In the Name of the Father, the Son, and the Holy Spirit.
Today we celebrate the day of the Dormition, the repose of the Most Holy Virgin Mother of God. This is our patronal feast, but it is also the patronal feast of the whole Russian Church from ancient times.
How can we celebrate the Dormition? As a day of death? Only if we remember two things: First, that for us who remain on earth, death is the bitter, painful separation from our loved ones. But for the one who dies, death, dormition (falling asleep) is a triumphant, magnificent meeting of a living soul with the living God. Throughout the course of our lives we are hastening towards the fullness of life that the Lord promised us. Whether we know it or not, we can only find this fullness in God. Those who know this—the saints, those who truly believe, and those who waver—as well as those who do not know this, and even those who denied this all their lives, will on the day that their soul departs from the body appear before the living God, Who is life, joy and beauty. And as Fr. Alexander Elchaninov wrote, there is no soul that, having seen divine beauty enwrapped in divine love and the light of eternal life, will not bow down to His feet and say, “Lord! I have sought Thee alone throughout my life…”
On all paths of both righteousness and unrighteousness, man seeks for this fullness, this unspeakable beauty, this meaning, and this all-conquering, all-purifying, all transforming love. Therefore, when we ourselves are faced with the death of a loved one, no matter how deep our grief may be, no matter how torn apart our soul may be, we must learn to cross ourselves, place ourselves under and before the Cross of the Lord, and say: Yeah, Lord! I am afflicted with perhaps the greatest grief that could happen to me, but I rejoice that the living soul of a person I love has been made worthy today to stand before Thy glory and partake of the fullness of life in transfigured glory…
We are not speaking in vain about how dormition, as the apostle Paul reminds us so many times, is the temporary sleep of our flesh until the day of its resurrection. And so, celebrating the Dormition of the Mother of God, we not only believe that she will be resurrected on the last day, as will we all, but we also know for sure from apostolic tradition, from the experience of the Church—not only of saints but also of sinners, whom the Mother of God has sought with her love, mercy, and compassion—that she has already been resurrected in the flesh as well, and entered into the life that will be revealed to us at the end of time. Therefore we can celebrate today with full joy the Dormition of the Mother of God, when the chains of the body fell from her, when she was freed from the bounds of created existence, when she departed from the narrow confines of this fallen world, and in full glory, in her full unspeakable beauty, in her full purity stood before the face of Her Son and God, before the face of God the Father.
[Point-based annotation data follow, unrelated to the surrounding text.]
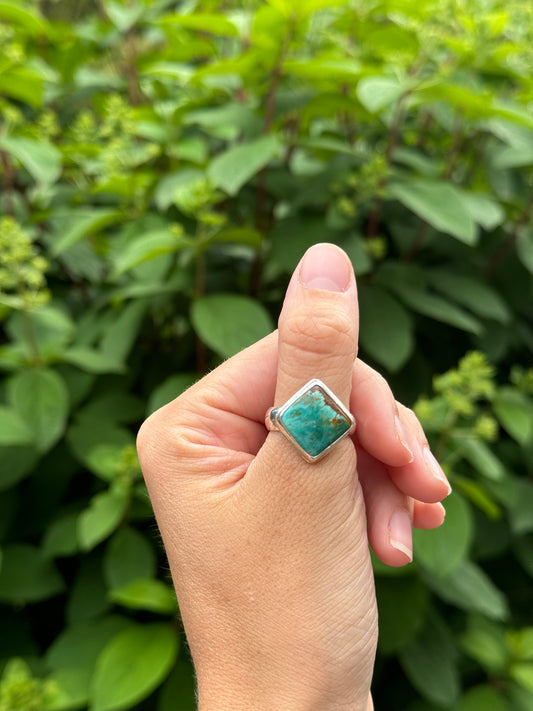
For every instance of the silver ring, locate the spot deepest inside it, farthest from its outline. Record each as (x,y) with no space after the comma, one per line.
(313,420)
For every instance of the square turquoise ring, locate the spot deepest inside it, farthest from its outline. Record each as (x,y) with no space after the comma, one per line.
(314,420)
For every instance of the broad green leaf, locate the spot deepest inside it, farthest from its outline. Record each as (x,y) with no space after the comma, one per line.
(13,428)
(236,166)
(484,210)
(216,24)
(376,93)
(439,204)
(386,328)
(515,412)
(483,698)
(74,226)
(26,575)
(132,665)
(484,641)
(129,556)
(78,646)
(16,462)
(402,605)
(227,323)
(429,662)
(477,296)
(101,518)
(41,160)
(152,595)
(469,588)
(71,690)
(41,398)
(428,304)
(169,389)
(61,537)
(445,548)
(146,247)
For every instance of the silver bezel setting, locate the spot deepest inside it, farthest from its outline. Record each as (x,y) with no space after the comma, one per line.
(277,413)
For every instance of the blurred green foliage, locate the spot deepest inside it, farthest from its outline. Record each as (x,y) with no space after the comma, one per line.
(163,166)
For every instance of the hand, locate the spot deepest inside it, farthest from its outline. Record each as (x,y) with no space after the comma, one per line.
(269,554)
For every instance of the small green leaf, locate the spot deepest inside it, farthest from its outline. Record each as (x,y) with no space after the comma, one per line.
(227,323)
(439,204)
(26,576)
(147,247)
(41,399)
(132,665)
(515,412)
(129,556)
(429,662)
(236,166)
(13,429)
(386,328)
(402,605)
(442,550)
(101,518)
(469,588)
(152,595)
(376,93)
(42,160)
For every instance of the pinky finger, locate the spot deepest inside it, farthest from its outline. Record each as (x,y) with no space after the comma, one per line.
(428,515)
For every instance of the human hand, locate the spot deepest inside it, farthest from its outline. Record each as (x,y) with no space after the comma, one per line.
(269,554)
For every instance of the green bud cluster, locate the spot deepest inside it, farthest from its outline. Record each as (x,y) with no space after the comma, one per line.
(20,691)
(22,268)
(464,386)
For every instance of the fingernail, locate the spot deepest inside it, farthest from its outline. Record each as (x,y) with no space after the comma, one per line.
(325,266)
(401,532)
(435,469)
(402,436)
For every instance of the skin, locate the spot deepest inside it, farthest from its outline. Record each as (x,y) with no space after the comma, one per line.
(270,554)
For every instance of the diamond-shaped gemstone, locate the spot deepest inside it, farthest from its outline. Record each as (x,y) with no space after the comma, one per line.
(315,421)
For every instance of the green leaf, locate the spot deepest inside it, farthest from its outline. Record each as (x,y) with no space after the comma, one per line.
(484,641)
(152,595)
(13,429)
(402,605)
(41,399)
(483,698)
(216,24)
(469,588)
(439,204)
(442,550)
(132,665)
(129,556)
(26,576)
(386,328)
(429,662)
(101,518)
(169,389)
(376,93)
(227,323)
(61,537)
(78,646)
(514,410)
(236,166)
(477,296)
(71,227)
(146,247)
(41,160)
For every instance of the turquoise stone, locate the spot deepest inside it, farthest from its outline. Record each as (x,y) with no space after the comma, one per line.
(314,421)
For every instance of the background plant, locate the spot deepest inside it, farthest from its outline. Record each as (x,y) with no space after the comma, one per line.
(164,165)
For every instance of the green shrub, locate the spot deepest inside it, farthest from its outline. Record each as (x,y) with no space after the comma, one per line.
(163,167)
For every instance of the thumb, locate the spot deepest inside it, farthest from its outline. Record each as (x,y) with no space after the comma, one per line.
(318,330)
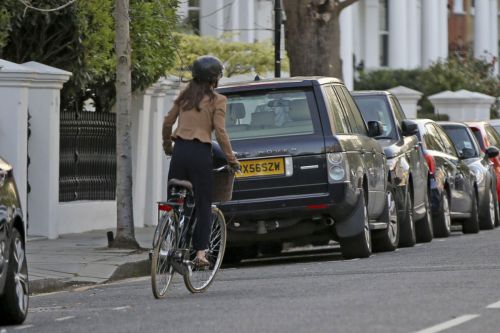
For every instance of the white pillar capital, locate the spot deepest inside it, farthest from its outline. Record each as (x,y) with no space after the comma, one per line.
(482,48)
(398,34)
(47,77)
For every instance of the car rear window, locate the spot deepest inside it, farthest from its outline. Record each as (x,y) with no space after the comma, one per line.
(375,108)
(461,139)
(269,114)
(477,134)
(493,136)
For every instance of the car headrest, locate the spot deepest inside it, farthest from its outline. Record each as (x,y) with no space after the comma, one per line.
(278,102)
(236,110)
(299,110)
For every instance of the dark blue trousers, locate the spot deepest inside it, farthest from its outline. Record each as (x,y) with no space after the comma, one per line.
(192,161)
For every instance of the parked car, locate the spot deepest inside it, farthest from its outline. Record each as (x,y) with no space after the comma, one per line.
(408,171)
(487,137)
(13,266)
(311,170)
(453,187)
(469,151)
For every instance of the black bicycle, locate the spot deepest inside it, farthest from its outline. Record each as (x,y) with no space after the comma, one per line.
(172,251)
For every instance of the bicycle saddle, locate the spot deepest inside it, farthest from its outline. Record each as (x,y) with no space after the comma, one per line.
(181,183)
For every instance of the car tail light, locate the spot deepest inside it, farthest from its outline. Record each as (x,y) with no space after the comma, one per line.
(430,162)
(288,166)
(164,207)
(338,168)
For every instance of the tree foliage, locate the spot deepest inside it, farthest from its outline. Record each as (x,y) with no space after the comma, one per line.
(80,39)
(312,33)
(238,58)
(453,74)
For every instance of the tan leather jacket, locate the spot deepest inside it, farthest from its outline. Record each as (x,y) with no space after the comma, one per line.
(193,124)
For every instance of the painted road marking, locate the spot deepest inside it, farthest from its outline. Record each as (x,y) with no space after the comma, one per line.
(448,324)
(494,305)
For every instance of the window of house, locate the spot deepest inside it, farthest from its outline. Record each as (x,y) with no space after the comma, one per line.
(193,17)
(384,32)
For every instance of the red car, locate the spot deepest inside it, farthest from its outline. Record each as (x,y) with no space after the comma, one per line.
(487,136)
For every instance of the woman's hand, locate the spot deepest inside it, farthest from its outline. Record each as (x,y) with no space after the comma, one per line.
(167,148)
(234,166)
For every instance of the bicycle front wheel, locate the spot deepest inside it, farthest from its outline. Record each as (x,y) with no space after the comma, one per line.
(198,279)
(163,246)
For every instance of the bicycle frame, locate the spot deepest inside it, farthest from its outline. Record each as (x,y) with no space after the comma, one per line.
(182,203)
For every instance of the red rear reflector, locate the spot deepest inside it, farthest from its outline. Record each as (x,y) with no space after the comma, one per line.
(321,206)
(165,208)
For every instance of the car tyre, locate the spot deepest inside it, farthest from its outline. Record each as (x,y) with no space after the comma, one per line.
(407,236)
(424,228)
(442,218)
(359,246)
(14,302)
(471,225)
(388,239)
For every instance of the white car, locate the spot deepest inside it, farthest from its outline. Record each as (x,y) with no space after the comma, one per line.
(495,123)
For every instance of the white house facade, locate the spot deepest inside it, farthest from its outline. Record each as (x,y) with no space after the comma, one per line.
(398,34)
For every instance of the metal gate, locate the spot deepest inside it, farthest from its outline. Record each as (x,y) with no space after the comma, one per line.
(87,166)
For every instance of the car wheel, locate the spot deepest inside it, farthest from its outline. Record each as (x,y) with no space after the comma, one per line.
(471,225)
(359,246)
(424,229)
(388,239)
(14,302)
(488,221)
(442,218)
(407,237)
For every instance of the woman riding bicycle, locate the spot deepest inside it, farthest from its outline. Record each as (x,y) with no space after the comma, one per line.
(199,111)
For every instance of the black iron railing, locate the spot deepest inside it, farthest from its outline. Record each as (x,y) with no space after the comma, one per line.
(87,166)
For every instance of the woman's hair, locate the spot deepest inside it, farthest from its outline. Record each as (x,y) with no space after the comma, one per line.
(191,97)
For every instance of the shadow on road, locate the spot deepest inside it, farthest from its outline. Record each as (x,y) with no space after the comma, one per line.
(291,256)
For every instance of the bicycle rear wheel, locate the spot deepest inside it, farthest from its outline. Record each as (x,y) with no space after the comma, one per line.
(200,278)
(164,242)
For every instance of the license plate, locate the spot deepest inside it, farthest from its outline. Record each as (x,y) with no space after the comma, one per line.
(262,167)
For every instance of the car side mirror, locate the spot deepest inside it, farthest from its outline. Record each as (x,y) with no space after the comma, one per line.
(375,128)
(467,153)
(409,127)
(492,152)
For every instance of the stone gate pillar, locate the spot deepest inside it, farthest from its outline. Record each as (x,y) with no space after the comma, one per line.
(15,81)
(43,148)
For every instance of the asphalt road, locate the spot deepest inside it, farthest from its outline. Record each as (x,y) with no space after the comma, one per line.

Our joy can be made perfect without tears, without grief, for this is the triumph of life. But it is also a testimony that the resurrection is not an empty word, not an allegory, but that we all, as God promised, will be resurrected and enter into the fullness of our humanity—both in soul and in spirit, in flesh and in eternity, into the eternal joy of our Lord.
Therefore let us rejoice and be glad on this day!
How wondrous it is that the Russian Church, as far back as the eleventh century, beheld this mystery, received this mystery of the Mother of God, the mystery of life, and death, and resurrection, and the final triumph, which made this feast the feast of the Russian Church. Amen.